Durante um workshop recente na prisão feminina do condado de Hennepin, Desiree Thin Elk, 42 anos, chorou ao ler um despacho sobre coisas que sentia falta do lado de fora. Ela ansiava por ouvir os sinos da igreja, disse ela, por explorar parques com o marido e por tomar sorvete do Dairy Queen. O que ela não faria por uma “grande nevasca ou uma banana split”, escreveu ela.
Kortney Roe, 34 anos, escreveu sobre pessoas que dormem em parques à noite “lutando contra demônios internos decorrentes de algum tipo de dor no passado”. Ela continuou: “Gostaria de poder ser uma mentora ou algo assim para ajudá-los a conversar e mostrar-lhes um pouco de amor, e que isso também passe”.

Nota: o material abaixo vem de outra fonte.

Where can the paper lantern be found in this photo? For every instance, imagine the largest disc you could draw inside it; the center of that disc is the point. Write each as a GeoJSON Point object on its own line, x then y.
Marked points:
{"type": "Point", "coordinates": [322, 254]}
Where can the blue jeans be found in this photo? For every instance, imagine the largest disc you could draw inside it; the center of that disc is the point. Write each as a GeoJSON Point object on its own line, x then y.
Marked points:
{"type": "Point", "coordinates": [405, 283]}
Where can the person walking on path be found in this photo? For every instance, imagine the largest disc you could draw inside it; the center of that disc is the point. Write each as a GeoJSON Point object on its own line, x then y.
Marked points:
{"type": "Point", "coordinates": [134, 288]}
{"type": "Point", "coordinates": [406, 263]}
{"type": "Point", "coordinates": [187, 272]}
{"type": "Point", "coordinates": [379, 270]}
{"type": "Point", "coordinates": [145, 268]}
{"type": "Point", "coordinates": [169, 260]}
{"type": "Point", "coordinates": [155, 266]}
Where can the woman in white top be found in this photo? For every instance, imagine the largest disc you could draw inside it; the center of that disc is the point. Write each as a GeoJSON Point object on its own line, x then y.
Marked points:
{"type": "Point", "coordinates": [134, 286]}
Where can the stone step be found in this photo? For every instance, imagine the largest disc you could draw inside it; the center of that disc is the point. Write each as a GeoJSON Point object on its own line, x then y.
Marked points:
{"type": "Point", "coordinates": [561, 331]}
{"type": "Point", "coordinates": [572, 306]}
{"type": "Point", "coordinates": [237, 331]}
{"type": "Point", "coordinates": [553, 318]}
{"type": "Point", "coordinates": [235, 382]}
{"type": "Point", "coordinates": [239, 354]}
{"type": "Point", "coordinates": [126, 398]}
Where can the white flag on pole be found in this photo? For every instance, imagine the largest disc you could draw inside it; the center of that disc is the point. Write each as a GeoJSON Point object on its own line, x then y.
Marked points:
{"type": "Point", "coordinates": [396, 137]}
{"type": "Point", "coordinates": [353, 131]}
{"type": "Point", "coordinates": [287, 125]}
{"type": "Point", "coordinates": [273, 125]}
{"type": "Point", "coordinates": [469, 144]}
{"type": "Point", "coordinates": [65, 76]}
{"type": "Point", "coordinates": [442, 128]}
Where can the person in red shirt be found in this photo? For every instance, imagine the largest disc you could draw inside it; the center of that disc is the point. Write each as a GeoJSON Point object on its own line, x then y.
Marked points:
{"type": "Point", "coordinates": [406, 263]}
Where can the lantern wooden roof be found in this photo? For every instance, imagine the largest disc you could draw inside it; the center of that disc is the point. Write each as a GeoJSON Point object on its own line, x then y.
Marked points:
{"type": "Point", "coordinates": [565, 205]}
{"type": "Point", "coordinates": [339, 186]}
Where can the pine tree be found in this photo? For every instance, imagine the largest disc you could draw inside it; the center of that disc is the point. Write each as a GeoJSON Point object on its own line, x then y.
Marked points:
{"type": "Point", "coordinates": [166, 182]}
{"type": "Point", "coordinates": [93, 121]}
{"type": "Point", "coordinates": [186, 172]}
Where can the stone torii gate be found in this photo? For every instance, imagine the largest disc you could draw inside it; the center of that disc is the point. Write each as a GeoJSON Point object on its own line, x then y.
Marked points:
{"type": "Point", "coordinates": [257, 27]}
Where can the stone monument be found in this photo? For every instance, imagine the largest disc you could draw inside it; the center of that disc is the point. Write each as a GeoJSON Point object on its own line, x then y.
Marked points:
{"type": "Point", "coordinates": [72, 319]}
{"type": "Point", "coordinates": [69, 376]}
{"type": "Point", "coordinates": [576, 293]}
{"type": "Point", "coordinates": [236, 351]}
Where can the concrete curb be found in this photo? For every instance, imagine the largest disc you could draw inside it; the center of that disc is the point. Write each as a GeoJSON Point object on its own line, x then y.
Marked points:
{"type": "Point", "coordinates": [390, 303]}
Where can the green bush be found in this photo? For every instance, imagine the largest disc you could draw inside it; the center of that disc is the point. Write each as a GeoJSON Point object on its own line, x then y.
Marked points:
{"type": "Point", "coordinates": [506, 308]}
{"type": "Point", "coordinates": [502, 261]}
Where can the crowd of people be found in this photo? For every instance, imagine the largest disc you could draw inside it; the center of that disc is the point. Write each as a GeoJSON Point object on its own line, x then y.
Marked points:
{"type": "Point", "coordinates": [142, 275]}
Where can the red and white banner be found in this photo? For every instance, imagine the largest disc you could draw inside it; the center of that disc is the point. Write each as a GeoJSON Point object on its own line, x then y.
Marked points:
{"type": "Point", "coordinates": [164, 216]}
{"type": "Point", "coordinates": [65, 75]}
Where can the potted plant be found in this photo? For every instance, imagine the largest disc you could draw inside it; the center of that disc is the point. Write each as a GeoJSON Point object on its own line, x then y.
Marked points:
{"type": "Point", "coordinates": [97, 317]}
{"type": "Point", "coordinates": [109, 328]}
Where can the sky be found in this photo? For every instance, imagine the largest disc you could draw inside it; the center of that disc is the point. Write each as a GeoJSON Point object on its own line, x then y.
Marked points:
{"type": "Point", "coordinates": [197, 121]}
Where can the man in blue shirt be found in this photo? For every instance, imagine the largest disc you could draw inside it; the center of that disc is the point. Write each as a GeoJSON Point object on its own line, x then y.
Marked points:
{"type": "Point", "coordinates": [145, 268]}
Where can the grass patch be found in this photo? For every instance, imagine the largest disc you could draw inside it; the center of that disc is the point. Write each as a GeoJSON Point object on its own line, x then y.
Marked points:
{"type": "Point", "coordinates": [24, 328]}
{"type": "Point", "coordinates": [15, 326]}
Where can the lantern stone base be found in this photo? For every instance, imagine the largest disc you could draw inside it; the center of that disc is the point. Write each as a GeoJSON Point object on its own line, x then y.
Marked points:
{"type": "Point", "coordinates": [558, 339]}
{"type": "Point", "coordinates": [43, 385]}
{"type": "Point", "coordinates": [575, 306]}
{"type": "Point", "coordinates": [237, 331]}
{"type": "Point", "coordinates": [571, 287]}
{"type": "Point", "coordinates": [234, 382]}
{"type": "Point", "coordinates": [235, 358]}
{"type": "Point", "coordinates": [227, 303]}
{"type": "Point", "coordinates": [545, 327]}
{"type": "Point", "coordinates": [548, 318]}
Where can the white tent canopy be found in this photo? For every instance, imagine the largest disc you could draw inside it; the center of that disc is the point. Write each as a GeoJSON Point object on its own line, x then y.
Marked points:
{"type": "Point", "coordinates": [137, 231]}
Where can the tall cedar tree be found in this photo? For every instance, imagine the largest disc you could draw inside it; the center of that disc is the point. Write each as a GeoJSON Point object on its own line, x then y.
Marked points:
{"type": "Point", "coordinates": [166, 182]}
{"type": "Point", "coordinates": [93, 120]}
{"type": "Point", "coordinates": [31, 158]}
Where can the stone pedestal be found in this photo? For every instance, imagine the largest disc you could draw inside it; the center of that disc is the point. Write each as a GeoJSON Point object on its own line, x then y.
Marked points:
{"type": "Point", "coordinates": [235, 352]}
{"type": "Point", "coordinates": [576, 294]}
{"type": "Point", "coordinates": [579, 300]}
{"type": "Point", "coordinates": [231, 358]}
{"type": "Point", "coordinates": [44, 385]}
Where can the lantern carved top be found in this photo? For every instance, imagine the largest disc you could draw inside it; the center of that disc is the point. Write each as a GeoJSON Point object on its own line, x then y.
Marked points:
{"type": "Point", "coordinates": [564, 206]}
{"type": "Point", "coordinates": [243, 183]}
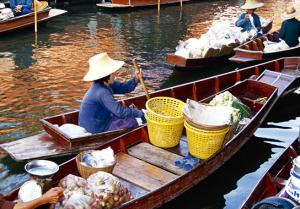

Desde 2019, o Sr. Johnson ouviu e leu dezenas de milhares de despachos de presidiários. Ele passou a ver esta coleção literária em constante expansão como uma acusação ao sistema de justiça criminal. Muitas vezes, disse ele, as prisões com falta de pessoal e financiamento levam as pessoas a um desespero ainda maior, tornando a reincidência mais provável.
Várias prisões têm programas de redação que geraram trabalhos aclamados pela crítica e proporcionaram vislumbres íntimos da vida atrás das grades nos Estados Unidos, que tem a maior população de encarcerados pessoas no mundo. Mas poucas prisões, que tendem a ser transitórias, possuem programas como o Free Writers.
Johnson disse que não tem ilusões de que a escrita livre resolverá problemas sistêmicos no sistema de justiça criminal. Mas ele está confiante de que pode aliviar o sofrimento e tem o potencial de mudar as percepções sobre as pessoas acusadas de crimes.
“Há tantas pessoas na prisão que têm inteligência acima da média e até são brilhantes”, disse ele. “Gostaria que pudéssemos parar de pensar nessas pessoas como um câncer no corpo político e reconhecer que elas podem ser uma vantagem.”